COPD assessment test score and serum C-reactive protein level in stable COPD patients
Received 26 July 2016
Accepted for publication 25 October 2016
Published 8 December 2016 Volume 2016:11(1) Pages 3137—3143
Checked for plagiarism Yes
Review by Single anonymous peer review
Peer reviewer comments 2
Editor who approved publication: Dr Richard Russell
Hyung Koo Kang,1,2,* Kang Kim,1,* Hyun Lee,1 Byeong-Ho Jeong,1 Won-Jung Koh,1 Hye Yun Park1
1Division of Pulmonary and Critical Care Medicine, Department of Medicine, Samsung Medical Center, Sungkyunkwan University School of Medicine, Seoul, 2Division of Pulmonary and Critical Care Medicine, Department of Internal Medicine, Ilsan Paik Hospital, Inje University School of Medicine, Goyang, Gyeonggi, South Korea
*These authors contributed equally to this work
Background: An eight-item questionnaire of the COPD assessment test (CAT) is widely used to quantify the impact of COPD on the patient’s health status. C-reactive protein (CRP) is associated with disease severity and adverse health outcomes of patients with COPD. This study aimed to evaluate the relationship between CAT score and serum CRP levels in stable COPD patients.

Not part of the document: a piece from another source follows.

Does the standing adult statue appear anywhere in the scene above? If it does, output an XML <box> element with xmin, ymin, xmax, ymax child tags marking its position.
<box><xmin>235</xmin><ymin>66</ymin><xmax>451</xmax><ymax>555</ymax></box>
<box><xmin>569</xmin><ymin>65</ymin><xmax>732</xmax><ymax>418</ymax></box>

Methods: We evaluated the medical records of 226 patients with CAT and serum CRP measured within a week at Samsung Medical Center between October 2013 and October 2015.
Results: Serum CRP levels had a significantly positive relationship with CAT score (Spearman’s r=0.20, P=0.003). Patients with elevated serum CRP levels (>0.3 mg/dL) were significantly more likely to have CAT scores of ≥14. The adjusted odds ratio for elevated serum CRP levels in total CAT score was 1.06 (95% confidence interval, 1.02–1.09). Among CAT components, cough (adjusted P=0.005), phlegm (adjusted P=0.001), breathlessness going up hills/stairs (adjusted P=0.005), low confidence leaving home (adjusted P=0.002), and feeling low in energy (adjusted P=0.019) were independently associated with elevated serum CRP levels.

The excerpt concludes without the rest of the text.